Dear Friend of GATA and Gold:

An opinion column by Tyler Cowen of Bloomberg News today offered an awfully contrived rationale for U.S. dollar imperialism and exploitation throughout the world. But Cowen's acknowledging that imperialism and exploitation was service enough.

In his column, "What De-Dollarization? The Dollar Rules the World" --

-- appended here, Cowen argues that it's actually good that Americans, inhabitants of supposedly the richest country, live at the expense of poorer countries.

He writes: "Think of 'a sound and focal dollar' as a good or service that the U.S. produces, just as China manufactures phones or Japan makes cars. When Americans trade dollars for foreign goods and services, that measures as a U.S. trade deficit, but it can also be seen as America exporting dollars and 'dollar services.' The U.S. brands and markets its dollar, just as Zara or the Gap brands and markets clothing.

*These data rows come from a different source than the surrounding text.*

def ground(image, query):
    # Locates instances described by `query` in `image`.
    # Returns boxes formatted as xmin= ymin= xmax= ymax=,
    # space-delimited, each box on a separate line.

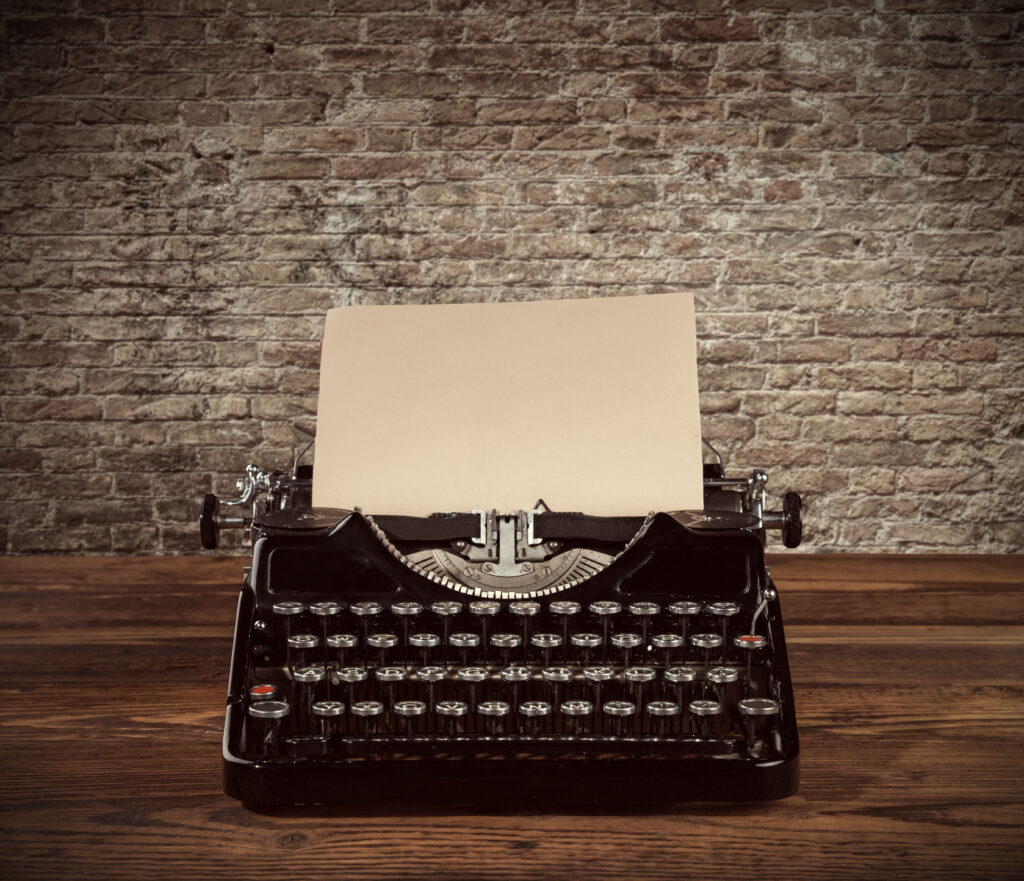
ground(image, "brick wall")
xmin=1 ymin=0 xmax=1022 ymax=556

"So the much-vaunted U.S. trade deficit can be reconceptualized as a form of barter: One service (dollar stability) is being exchanged for another good or service (e.g., whatever America buys from China). In essence, branding and selling dollars so effectively -- also known as 'buying things' -- enables U.S. consumers to have a higher standard of living."

Forget for a moment that the dollar's "stability" has been a joke since dollar convertibility into gold was ended in 1971 and especially in the last several years, during which the primary export of the United States has been the inflation that is devastating the world.

Instead, consider whether the world could not devise an impartial currency that did not confer on a single country such an "exorbitant privilege," to use the long-ago term of a French finance minister -- the privilege to exploit the world economically to any extent.

Of course the world once had such an impartial currency -- gold. 

Yes, to some extent the rest of the world may be getting what it deserves for its complicity with the longstanding U.S. policy of pushing gold outside the world financial system. But at least much of the rest of the world seems to be wising up to its enslavement and reawakening to the old virtues of the monetary metal.

Cowen may be right that the resentment felt by the rest of the world, no matter how justified, will never manage to overthrow the dollar. Even so, he inadvertently has acknowledged the justice of such a change.

CHRIS POWELL, Secretary/Treasurer
Gold Anti-Trust Action Committee Inc.